We used a new "case-control" study design that corrects for relatedness (both known and estimated as cryptic kinship) within the sample [11], choosing 838 "cases" and 844 "controls" from the upper and lower 15th percentiles of the trait distribution in the full data set. The correction for relatedness essentially eliminates inflated test statistics resulting from inclusion of related individuals. We corrected the naïve chi-square statistic p-values using three types of kinship coefficients: pedigree-based prior, pedigree-based posterior, and population-estimated kinship coefficients. The pedigree-based prior was computed based on pedigree structure alone, while the pedigree-based posterior was based on the gl_auto results (described below) that used both pedigree structure and marker data. The dense chromosome 7 marker panel was used for the case-control study, while the thinned chromosome 7 marker panel was used for estimation of kinship coefficients. The population-estimated kinship coefficient was a maximum-likelihood estimate based on the thinned chromosome 7 marker data.
Linkage analyses
Two MORGAN [2] programs, lm_multiple and gl_auto, were used for lod score analyses and realization of inheritance indicators conditional on marker data, respectively. Options in both programs now allow the multiple-meiosis sampler to be used with the locus sampler, leading to more accurate Markov-chain Monte Carlo (MCMC) sampling of inheritance indicators on large pedigrees [12]. Additionally, both programs have options to run sequentially over pedigrees, permitting easier processing of output on disjoint pedigrees and allowing for exact computation of lod scores on small (<= 14 meioses) pedigrees in lm_multiple, and independent realizations of inheritance indicators in gl_auto. This allows computationally intensive MCMC approximation to be used only where necessary.

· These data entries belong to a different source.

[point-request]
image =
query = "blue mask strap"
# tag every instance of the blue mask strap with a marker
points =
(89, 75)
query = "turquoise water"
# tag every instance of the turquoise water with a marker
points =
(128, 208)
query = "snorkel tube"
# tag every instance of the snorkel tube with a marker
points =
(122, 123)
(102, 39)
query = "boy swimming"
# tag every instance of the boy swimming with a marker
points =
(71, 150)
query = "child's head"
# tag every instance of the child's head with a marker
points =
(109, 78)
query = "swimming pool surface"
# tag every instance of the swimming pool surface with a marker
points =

Genetic linkage can be detected with pedigree data using inheritance vector realizations. We used the inheritance vectors obtained from gl_auto for two linkage analysis methods: 1) standard variance-components (VC) analysis using SOLAR, and 2) a novel conditional inheritance vector test using the w-score [13], which is the expectation over founder genotypes of a maximized likelihood given those founder genotypes, to test whether we could resolve the number of causal loci in a region of interest indicated by the VC results. The w-score analyses were performed only on the size 4-9 pedigrees, while VC analysis was performed on this subset as well as on all pedigrees for comparison. We summarized the results using randomized p-values for the conditional test [14] and empirical p-values for the VC analysis through trait simulation and the inheritance vectors described above [9]. We also performed three Bayesian oligogenic joint segregation and linkage analyses on all pedigrees using Loki 2.4.7 [3], where every 100th out of 500,000 iterations were used to compute Bayes' factors for the presence of a QTL within each 2-cM bin.